Here’s the problem: the insulting thing is how the set-up says all people—deep down—are psychotic. I tend to believe that people on the whole are good, and are capable of doing good things. This film believes we are all horrible, and would kill willingly if not for the chance of being prosecuted. Characters eagerly prepare weapons and ammo to go “hunting” during The Purge. Suburban families talk candidly about cleansing themselves of people they hate. Some even dress up in costumes, as if this was some special holiday. Those that do not participate bunker in their homes, equipped with high tech barricades to keep everyone out. Morality is twisted to the point of absurdity. Are we to believe that given the chance, most people would behave as if they were a part of the Manson family? Gimme a break.
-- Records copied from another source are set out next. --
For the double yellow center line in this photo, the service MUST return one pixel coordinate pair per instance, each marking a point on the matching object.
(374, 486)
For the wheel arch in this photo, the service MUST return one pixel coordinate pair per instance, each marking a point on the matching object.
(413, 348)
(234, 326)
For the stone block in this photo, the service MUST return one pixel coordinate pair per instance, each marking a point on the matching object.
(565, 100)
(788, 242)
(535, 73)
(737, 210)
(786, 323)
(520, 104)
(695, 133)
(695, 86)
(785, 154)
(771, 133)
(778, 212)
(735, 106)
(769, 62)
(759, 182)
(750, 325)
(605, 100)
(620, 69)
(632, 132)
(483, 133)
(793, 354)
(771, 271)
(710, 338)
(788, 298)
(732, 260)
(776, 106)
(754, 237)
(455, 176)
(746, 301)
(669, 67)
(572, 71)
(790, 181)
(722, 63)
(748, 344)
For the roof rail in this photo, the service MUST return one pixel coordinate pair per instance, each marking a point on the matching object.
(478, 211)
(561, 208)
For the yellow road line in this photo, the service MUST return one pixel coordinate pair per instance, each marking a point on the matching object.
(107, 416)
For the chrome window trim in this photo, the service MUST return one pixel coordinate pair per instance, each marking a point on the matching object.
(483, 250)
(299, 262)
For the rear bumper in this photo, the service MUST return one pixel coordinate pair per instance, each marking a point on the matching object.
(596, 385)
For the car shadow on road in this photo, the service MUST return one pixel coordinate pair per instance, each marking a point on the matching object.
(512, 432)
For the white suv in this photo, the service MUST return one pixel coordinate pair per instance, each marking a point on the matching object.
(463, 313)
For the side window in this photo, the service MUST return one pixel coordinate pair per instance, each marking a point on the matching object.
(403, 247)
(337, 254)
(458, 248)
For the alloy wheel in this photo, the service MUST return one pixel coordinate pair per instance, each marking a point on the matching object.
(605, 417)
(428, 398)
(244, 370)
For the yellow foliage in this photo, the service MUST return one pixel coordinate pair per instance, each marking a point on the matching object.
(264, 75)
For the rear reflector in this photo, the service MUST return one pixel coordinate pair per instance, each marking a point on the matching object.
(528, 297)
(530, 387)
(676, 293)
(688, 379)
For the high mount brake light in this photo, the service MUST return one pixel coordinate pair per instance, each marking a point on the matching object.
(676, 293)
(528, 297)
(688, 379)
Regardless of that issue, we still could have seen a dissection of basic human nature. Unfortunately, that opportunity is wasted as we meet the Sandin family. James (Ethan Hawke) is a successful salesman of home security systems. He’s so successful, he was able to provide his wife Mary (Lena Headey) and kids Charlie (Max Burkholder) and Zoey (Adelaide Kane) the largest home in their neighborhood. Of course, their home is set with a security system as well. Their plan is to stay inside during The Purge and try to keep their minds away from the horrors happening outside. What they didn’t anticipate, however, is how mind-numbingly stupid they all are. All they had to do was sit down and watch TV, and they could have lasted the evening without any problems. But each one of them makes one dumb mistake after another, creating a domino effect. This leads to a stranger breaking into their home and drawing the attention of other bloodthirsty killers.
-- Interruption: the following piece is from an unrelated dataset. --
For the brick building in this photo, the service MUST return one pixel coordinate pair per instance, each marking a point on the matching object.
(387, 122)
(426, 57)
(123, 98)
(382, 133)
Honestly, how hard is it to stay in one place and be quiet for an evening? To the Sandin family, that’s actually quite difficult. It’s hard to have sympathy for these characters when their choices beg for them to get killed. When potential intruders (led by Tony Oller) cut the power to their house (what happened to that high-end security system?), James and Mary stumble in the dark, as though they are completely unaware of their surroundings. Their home must be the size of an amusement park, as they lose track of both the stranger that broke in and of their own daughter! Little Charlie desperately needs to be grounded, as he is entirely aloof. He clearly doesn’t understand the dangers of The Purge until it’s too late, and even then we’re not quite sure he learns his lesson.
I could go on and on. I could point out that the nighttime cinematography is murky, the dialogue laughably bad, and the numerous twists and turns come about arbitrarily. But what I found most offensive about The Purge is how it pretends to have some larger meaning. It focuses more on the symptoms instead of addressing the causes. Going on a yearly purge doesn’t rid people of their emotional hang-ups; it gives them the anticipation of doing it all over again. The real question is: Why do they have the need to do these things? What, people can’t take advantage of their feelings in more productive ways? It believes that when people govern themselves, they’ll fall into a world of anarchy. Sorry, I’d like to think we’re better than that.